Q. Will this new arrangement have an impact on our membership fees?
A. We keep membership fees under review all the time. We asked members whether the Club should hire an administrator to deal with a number of the administrative tasks. A majority favoured doing so, but no final decision has been made on this or on whether this would impact on membership fees.
Q. Can members call a meeting if there is something they want to discuss?
A. Yes. If at least 10% of the membership request one, the trustees must call a general meeting.
Q. How will disputes be dealt with?
A. If these can’t be resolved amicably by mediation, the Constitution provides a mechanism for the matter to be referred to a disciplinary committee.
Q. What will the bye laws cover? Why aren’t they part of the Constitution?
A. The Constitution focuses on key principles and the fundamentals of the Club’s structure and governance such as accountability, equality and grievances. The bye laws will contain more detail about how OTS will operate, including the delegated authority to the Committee and sub-committees, and the composition and election to those committees.

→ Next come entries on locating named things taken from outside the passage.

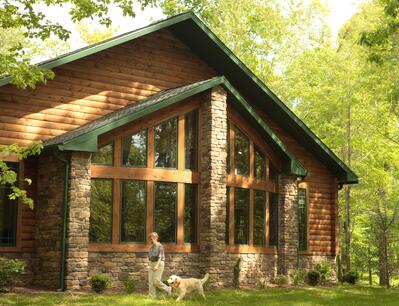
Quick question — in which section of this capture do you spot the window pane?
[226,187,230,245]
[254,190,266,245]
[234,128,249,176]
[184,184,197,243]
[154,118,177,168]
[122,130,147,167]
[234,188,249,244]
[298,188,308,251]
[89,179,112,243]
[154,182,177,242]
[269,193,278,245]
[91,143,114,165]
[269,162,277,181]
[121,180,147,242]
[184,110,198,170]
[255,147,266,180]
[0,163,18,246]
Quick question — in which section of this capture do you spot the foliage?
[0,257,25,291]
[273,274,288,286]
[0,143,43,208]
[291,269,305,286]
[0,0,157,88]
[342,270,359,285]
[233,257,241,289]
[90,274,111,293]
[306,270,320,286]
[314,260,332,281]
[123,276,136,293]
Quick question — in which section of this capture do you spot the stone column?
[200,87,227,287]
[278,174,298,276]
[65,152,91,290]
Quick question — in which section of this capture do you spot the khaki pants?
[148,260,169,298]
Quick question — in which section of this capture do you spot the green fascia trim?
[0,13,195,86]
[58,76,308,177]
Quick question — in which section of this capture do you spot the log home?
[0,13,357,290]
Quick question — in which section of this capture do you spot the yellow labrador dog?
[167,273,209,302]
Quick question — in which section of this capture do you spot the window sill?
[88,242,199,253]
[225,245,277,254]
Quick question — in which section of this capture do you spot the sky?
[42,0,365,49]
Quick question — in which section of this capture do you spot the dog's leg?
[198,286,206,300]
[176,290,186,302]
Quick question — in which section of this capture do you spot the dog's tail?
[201,273,209,285]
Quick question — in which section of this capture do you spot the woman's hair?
[148,232,159,239]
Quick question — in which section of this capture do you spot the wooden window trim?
[89,99,202,253]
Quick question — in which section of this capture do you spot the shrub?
[123,277,135,293]
[90,275,111,293]
[291,269,304,286]
[307,270,320,286]
[342,270,359,285]
[273,274,288,286]
[233,258,241,289]
[0,257,25,291]
[315,260,332,281]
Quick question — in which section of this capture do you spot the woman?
[148,232,172,298]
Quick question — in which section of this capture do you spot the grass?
[0,285,399,306]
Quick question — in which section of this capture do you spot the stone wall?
[200,87,227,287]
[65,152,91,290]
[33,155,64,289]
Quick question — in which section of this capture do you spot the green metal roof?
[0,13,358,184]
[44,76,307,177]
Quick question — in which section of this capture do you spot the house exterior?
[0,13,357,290]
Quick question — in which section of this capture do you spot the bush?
[0,257,25,291]
[307,270,320,286]
[342,271,359,285]
[90,275,111,293]
[291,269,304,286]
[315,260,332,281]
[273,274,288,286]
[123,277,135,293]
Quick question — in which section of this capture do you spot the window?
[253,190,266,245]
[122,130,147,167]
[184,110,198,170]
[91,143,114,165]
[154,118,177,168]
[234,128,249,176]
[255,146,266,180]
[89,179,112,243]
[234,188,249,244]
[121,180,147,242]
[184,184,198,243]
[298,188,308,251]
[225,187,230,245]
[0,162,18,246]
[269,193,278,246]
[154,182,177,242]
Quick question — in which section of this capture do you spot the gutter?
[53,152,70,291]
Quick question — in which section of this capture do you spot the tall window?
[154,182,177,242]
[122,129,147,167]
[121,180,147,242]
[154,118,177,168]
[234,128,249,176]
[298,188,308,251]
[234,188,249,244]
[184,110,198,170]
[91,143,114,165]
[89,179,112,243]
[253,190,266,246]
[184,184,198,243]
[0,162,18,246]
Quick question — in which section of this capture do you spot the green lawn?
[0,286,399,306]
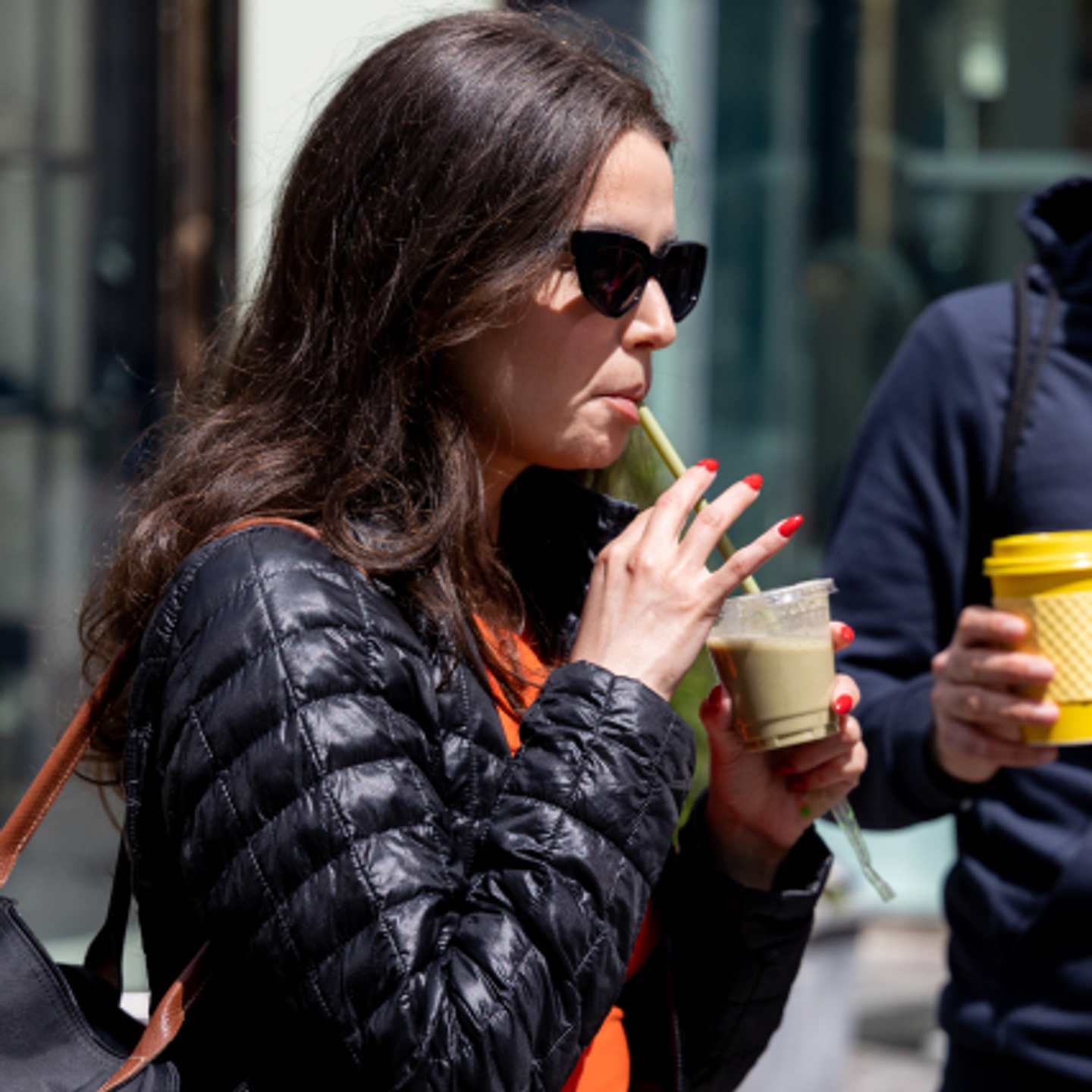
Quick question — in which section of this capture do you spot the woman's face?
[453,131,676,489]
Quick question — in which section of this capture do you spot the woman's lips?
[607,394,641,425]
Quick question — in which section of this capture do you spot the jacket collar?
[500,466,637,657]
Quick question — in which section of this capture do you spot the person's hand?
[701,623,867,890]
[571,460,801,699]
[933,607,1058,783]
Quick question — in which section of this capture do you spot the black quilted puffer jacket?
[124,471,828,1092]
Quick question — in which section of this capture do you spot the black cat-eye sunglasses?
[569,231,709,322]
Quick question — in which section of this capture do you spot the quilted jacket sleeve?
[138,528,692,1089]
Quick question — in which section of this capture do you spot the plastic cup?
[705,580,837,752]
[983,531,1092,746]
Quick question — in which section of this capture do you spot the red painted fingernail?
[701,682,723,709]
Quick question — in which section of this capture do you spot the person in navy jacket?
[826,178,1092,1092]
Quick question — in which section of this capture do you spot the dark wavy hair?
[81,12,675,780]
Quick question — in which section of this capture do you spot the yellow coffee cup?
[983,531,1092,746]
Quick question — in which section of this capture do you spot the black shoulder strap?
[986,262,1058,541]
[956,261,1058,613]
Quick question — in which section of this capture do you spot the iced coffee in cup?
[707,580,839,752]
[983,531,1092,746]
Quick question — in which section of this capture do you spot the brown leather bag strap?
[0,516,321,1092]
[0,516,321,888]
[0,639,137,888]
[99,940,216,1092]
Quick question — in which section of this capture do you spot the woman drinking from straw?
[84,12,864,1092]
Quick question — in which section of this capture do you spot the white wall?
[238,0,498,300]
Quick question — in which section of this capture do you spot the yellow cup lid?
[982,531,1092,576]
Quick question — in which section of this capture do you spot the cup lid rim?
[724,576,837,607]
[982,531,1092,576]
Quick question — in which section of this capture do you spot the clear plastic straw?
[639,405,894,902]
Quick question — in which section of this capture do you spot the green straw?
[638,405,894,902]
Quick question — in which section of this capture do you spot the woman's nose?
[623,278,675,350]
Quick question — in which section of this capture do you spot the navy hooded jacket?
[826,178,1092,1087]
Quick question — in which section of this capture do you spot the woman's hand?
[701,623,866,890]
[571,460,799,699]
[933,607,1058,782]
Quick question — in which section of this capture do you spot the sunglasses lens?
[660,243,705,322]
[590,245,648,318]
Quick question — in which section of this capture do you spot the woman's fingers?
[680,475,761,564]
[713,519,799,598]
[642,460,727,549]
[774,717,867,795]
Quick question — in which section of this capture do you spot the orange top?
[479,621,660,1092]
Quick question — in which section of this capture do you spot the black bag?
[0,646,213,1092]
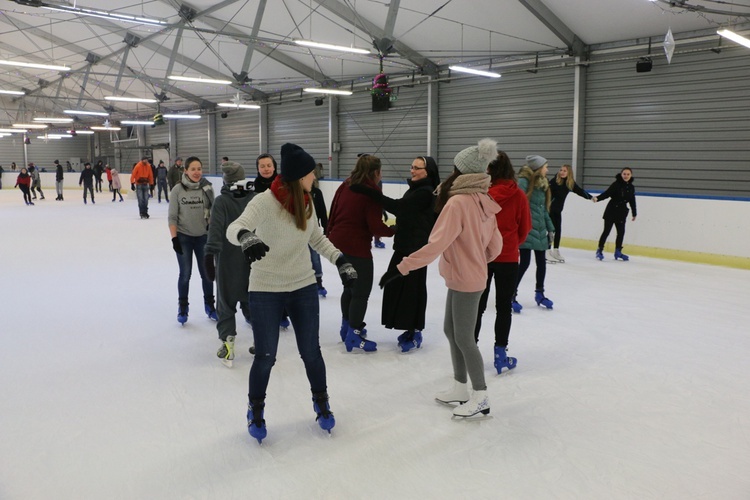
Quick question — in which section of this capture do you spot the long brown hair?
[349,155,382,185]
[555,163,576,191]
[435,167,461,214]
[281,176,312,231]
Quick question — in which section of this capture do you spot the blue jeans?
[135,184,148,215]
[176,232,214,302]
[248,284,327,401]
[307,246,323,278]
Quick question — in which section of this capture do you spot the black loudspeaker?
[372,94,391,111]
[635,57,654,73]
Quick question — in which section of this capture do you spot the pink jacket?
[397,193,503,292]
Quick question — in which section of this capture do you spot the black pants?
[474,262,518,347]
[516,248,547,292]
[549,210,562,248]
[341,255,373,329]
[599,219,625,250]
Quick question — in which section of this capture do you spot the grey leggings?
[443,288,487,391]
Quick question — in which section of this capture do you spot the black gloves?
[237,229,270,264]
[378,267,403,288]
[172,236,182,255]
[203,253,216,281]
[349,184,383,203]
[336,255,357,288]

Q. Where are the bye laws?
A. We have started to work on the bye laws and we will give members a chance to comment on them when they have been developed further.
Q. When are you proposing to put this new arrangement in place?
A. We would like to have the new arrangements in place as early in 2016 as possible. We need to draft and seek members’ views on the bye laws and we will need to get approval of the Constitution from the Charity Commission which could take a couple of months. But it’s more important that we get this right and that members are happy with what we put in place.